Die Planung für die kommende Saison können wir hingegen nicht so einfach einhalten. Wir fahren leider auch dieses Jahr nicht wie geplant Anfang Mai nach Spitzbergen. Die Norwegische Regierung sperrt ihr Land noch mindestens bis Juli für Einreisende und für Gastschiffe.
Folglich entwickelten wir stattdessen ein an die Situation angepasstes Angebot: wir fahren Anfang Mai über Helgoland und den Nord-Ostsee-Kanal in die Ostsee und erkunden auf fünf Fahrten à sechs Tagen die deutsche Ostseeküste. Ohne Grenzprobleme, ohne Flüge, mit mehrfach getesteter Crew und Gästen entdecken wir die großartige Naturlandschaft der Ostseeküste, von der Geltinger Birk bis Usedom, landen wir mit unseren Zodiac Booten an einsamen Stränden und wilden Steilküsten und erleben eine Natur, die von Land her schwer oder kaum zu besuchen ist. 


November 2020
Seit Oktober sind wir mit der MS „Cape Race“ von unserer kurzen Saison (insgesamt nur vier Reisen) zurück in Hamburg. Zum Glück durften wir wieder im Museumshafen Hamburg Harburg anlegen. Dort werden wir voraussichtlich bis zum Frühjahr liegen. Während der Monate führen wir kleinere Arbeiten durch: z.B. wird die Seereling überall höher gesetzt, sodass man auch bei starkem Seegang sicheren Halt findet; in den Kabinen, der Messe und im Salon wird noch weiter das schöne Holz lackiert, alle Tanks werden gereinigt, die Rettungsgeräte gewartet, ein Generator wird ersetzt, die Ankerwinde erhält eine andere Farbe, und es kommen weitere Geräte für wissenschaftliche Experimente an Bord. Die Liste der Arbeiten ist leider nicht endlich…
Für den Frühling planen wir, sofern die Situation es zulässt, weitere Open-Ship-Tage, und im Mai brechen wir endlich nach Norden auf — entlang der norwegischen Küste bis nach Spitzbergen.


September 2020
Nachdem wir Ende August genau eine Expedition mit Gästen in Spitzbergen durchführen konnten, waren dort seither aufgrund der hohen Fallzahlen in Deutschland (über 20 Fälle pro 100 000 Einwohner über einen Zeitraum von 14 Tagen) keine weiteren Fahrten möglich. Wir wichen spontan nach Schottland aus, wo wir mit Gästen die wunderschönen Hebriden erkundeten.

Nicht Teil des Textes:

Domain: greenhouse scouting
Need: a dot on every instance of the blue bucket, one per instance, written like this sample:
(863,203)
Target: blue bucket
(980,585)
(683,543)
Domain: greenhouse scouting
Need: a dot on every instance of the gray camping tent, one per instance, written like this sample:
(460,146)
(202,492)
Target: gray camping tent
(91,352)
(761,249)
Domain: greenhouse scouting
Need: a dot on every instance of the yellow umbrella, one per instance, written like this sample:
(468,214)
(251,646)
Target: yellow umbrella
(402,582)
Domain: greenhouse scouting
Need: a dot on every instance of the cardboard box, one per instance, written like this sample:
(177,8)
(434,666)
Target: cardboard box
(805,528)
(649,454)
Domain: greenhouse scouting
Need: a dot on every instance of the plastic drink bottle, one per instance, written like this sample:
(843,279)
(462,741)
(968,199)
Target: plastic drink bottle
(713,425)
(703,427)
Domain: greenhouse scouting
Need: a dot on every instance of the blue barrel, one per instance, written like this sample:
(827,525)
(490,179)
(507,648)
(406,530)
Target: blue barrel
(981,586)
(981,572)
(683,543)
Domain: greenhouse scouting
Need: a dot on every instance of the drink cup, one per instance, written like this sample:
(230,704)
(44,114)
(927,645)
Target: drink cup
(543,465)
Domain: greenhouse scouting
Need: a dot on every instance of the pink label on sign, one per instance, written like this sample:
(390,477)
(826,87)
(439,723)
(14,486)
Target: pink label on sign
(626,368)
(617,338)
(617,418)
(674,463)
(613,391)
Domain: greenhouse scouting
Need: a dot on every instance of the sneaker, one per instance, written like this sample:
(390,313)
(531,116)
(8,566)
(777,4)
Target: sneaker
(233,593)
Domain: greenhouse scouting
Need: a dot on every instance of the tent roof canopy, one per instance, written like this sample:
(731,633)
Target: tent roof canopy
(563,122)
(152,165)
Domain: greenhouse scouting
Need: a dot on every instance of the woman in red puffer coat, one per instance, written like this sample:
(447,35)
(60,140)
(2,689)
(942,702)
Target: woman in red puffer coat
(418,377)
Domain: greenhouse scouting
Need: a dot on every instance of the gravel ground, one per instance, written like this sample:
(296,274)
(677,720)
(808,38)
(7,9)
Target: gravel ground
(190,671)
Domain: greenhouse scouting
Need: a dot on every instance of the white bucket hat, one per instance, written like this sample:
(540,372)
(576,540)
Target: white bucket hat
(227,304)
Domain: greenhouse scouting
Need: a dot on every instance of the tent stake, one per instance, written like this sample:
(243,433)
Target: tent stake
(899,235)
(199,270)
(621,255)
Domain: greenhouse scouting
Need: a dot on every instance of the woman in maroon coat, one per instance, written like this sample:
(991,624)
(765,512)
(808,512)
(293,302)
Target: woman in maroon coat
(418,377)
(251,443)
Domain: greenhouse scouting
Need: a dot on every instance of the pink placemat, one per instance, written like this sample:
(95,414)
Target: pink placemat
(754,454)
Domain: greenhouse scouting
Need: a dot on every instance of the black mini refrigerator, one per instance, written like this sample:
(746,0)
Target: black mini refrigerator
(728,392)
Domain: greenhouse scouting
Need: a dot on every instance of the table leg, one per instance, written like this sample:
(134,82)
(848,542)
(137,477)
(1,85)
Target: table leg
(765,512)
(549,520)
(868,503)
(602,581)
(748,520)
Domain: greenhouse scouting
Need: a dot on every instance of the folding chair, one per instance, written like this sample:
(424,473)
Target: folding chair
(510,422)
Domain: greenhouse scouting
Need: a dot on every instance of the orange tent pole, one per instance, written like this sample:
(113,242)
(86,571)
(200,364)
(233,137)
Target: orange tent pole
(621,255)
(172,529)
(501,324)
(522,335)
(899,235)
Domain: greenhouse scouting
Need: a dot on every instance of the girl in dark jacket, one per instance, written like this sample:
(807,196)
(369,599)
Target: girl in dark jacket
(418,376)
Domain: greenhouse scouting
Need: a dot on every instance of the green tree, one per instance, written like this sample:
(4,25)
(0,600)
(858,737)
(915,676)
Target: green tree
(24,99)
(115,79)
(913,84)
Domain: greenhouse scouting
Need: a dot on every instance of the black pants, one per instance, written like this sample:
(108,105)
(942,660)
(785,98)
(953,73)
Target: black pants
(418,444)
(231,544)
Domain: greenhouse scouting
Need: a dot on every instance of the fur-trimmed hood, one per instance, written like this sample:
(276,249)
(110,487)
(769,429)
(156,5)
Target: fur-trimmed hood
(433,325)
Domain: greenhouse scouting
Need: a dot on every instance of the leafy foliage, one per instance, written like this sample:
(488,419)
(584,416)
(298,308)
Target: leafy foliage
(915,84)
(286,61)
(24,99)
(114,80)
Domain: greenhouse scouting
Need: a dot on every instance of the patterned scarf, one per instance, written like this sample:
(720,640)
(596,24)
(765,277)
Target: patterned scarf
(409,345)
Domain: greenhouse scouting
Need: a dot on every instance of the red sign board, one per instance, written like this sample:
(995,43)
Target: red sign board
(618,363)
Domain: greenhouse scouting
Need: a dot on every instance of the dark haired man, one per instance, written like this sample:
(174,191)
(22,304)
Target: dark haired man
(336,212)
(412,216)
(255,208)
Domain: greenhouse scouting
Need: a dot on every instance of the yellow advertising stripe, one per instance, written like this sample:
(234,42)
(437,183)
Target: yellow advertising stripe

Leider müssen wir nun aufgrund der immer noch steigenden Fallzahlen auch alle Winterfahrten in Nordnorwegen absagen und beschließen die Saison 2020 Mitte Oktober. Dann stehen bereits wieder Arbeiten am Schiff an. Die Erfahrungen in diesem Jahr mit der „Cape Race“ sind zwar ausgezeichnet, und wir können zufrieden behaupten, dass alle Arbeiten der letzten Jahre gelungen sind. Dennoch sind die üblichen Winterarbeiten sowie ein paar wenige kosmetische Verbesserungen notwendig.